UNISON doesn’t think that people should be forced to be vaccinated, but the union is encouraging members to get the vaccine when they have the chance. Vice president James Anthony – a frontline NHS worker – has had his first dose, so we fired a few questions in his direction.
James, you’re a frontline worker in a hospital and you’ve been caring for COVID patients during the pandemic – what’s that been like?
I’m a nurse specialist and, in the first peak, I was mostly doing a lot of advice work with our patients, many of whom were very scared, while also looking after my heart patients who became poorly during that time.

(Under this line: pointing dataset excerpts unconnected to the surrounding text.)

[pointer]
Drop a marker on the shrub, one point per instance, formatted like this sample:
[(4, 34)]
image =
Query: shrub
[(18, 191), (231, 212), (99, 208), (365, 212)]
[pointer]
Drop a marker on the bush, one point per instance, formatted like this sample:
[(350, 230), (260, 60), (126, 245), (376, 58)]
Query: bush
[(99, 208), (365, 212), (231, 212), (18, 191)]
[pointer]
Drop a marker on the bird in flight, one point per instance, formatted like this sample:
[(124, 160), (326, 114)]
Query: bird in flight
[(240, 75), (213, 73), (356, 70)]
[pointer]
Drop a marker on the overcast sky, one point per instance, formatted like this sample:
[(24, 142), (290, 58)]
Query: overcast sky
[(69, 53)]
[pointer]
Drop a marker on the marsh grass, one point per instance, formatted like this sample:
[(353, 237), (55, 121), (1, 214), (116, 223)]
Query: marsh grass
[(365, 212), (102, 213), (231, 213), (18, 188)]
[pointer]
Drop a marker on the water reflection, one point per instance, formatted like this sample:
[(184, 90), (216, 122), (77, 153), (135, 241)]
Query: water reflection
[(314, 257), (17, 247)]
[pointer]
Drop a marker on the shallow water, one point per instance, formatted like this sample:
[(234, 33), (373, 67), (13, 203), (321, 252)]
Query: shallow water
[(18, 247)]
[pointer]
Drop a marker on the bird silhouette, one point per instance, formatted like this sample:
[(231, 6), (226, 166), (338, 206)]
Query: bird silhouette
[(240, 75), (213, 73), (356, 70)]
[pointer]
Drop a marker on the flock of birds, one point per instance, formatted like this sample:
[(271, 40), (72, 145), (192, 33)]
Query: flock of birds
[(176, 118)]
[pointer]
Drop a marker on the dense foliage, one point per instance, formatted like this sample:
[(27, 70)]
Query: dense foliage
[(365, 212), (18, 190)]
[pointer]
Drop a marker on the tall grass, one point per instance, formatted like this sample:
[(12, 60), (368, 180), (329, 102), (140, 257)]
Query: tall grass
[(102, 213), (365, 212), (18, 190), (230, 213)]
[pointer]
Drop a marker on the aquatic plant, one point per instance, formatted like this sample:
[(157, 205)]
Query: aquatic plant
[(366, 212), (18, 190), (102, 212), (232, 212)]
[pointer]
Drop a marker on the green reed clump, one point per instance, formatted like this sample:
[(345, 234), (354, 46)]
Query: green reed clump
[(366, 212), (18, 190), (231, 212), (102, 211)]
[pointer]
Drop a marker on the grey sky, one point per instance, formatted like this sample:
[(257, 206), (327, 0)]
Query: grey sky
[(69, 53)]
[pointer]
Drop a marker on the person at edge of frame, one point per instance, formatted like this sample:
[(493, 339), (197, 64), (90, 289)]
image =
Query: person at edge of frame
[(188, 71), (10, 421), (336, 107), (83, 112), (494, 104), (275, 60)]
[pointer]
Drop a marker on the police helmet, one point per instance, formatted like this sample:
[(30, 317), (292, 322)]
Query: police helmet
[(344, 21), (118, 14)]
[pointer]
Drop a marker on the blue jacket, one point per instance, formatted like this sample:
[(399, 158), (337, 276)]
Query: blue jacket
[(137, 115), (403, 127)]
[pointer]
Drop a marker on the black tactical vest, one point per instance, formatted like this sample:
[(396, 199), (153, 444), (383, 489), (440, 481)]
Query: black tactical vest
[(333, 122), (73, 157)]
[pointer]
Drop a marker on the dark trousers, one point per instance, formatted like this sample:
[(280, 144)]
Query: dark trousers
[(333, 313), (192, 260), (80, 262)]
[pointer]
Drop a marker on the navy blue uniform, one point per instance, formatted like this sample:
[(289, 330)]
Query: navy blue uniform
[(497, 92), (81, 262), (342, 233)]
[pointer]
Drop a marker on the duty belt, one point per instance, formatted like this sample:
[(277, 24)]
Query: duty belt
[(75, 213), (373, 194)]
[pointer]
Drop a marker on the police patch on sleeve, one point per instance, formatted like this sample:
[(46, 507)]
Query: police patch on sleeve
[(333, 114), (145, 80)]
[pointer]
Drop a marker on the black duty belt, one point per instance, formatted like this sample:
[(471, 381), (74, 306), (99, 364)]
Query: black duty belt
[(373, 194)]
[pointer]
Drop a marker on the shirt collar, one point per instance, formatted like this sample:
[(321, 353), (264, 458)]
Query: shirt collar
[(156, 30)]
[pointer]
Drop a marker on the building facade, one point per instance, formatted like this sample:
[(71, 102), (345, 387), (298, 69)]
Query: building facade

I felt relatively protected compared to my colleagues on COVID wards and intensive care, but it was important work. As we’ve hit the high numbers this time, the big difference is that the hospital is still full of other patients.
I’ve been back on the wards doing whatever is needed – a lot of which is delivering quality essential care such as helping patients wash or eat. As nurses, we need more and more technical and advanced skills, but there’s nothing more important that the essentials of care.
It’s also meant working alongside colleagues who are exhausted and still haven’t recovered from the first wave, and who are too often also dealing themselves with the loss of other staff to the virus.
When did you have the vaccine?
I had my jab as soon as I could get it, and it was about two weeks after they started giving them. They’re making sure absolutely none are wasted. At our hospital they’re giving the Pfizer vaccine so, once it’s out of the deep freeze, there’s a limited time to get it into someone’s arm. As you can see from the photo, I had to strip off because my scrubs were too tight!
Did you have any reaction to it?
I had a pretty sore arm for a couple of days, and maybe felt a bit more tired. I was okay as long as I didn’t lift my arm up, and my team who had it at the same time thought I was being a bit of a wimp!
Some people are concerned that it only took a year to create, when vaccines usually take much longer: why was this so speedy and does that compromise its safety?
It certainly has been quick – I’m no expert, but I’m confident that it’s safe. They had been working on the vaccine technology for years to try and deal with SARS and MERS, which are both types of coronavirus, so they weren’t starting from a blank sheet of paper.
The speed comes from giving it all the money and time needed, without the usual long waits for grant applications and approvals: getting vaccines vaccines came before everything else. They were able to recruit a huge amount of people to the studies very quickly, which means they’ve been tested on as many people as you would usually expect and been monitored for as long as new drugs are usually.
So basically, there was already work going on which could be adapted for COVID-19 and it’s amazing what can be achieved with focus and a lot of money!
When people are offered the vaccine, what would you say to them?
I’d say get it! The vaccines really are the only way out. They’re safe and they might save your life and there’s a good hope they help protect those around you too.
What would your message be to members on both the lockdowns and vaccine?
It’s been a really tough year and it’s been hard not to see our families and friends. But as members, we see the importance of the lockdowns and restrictions as we see the vulnerable in society that need protecting.
So I’d say stick with it – get the vaccine and talk to your friends and family about getting it too when they have the chance – and let’s have a drink together when we can!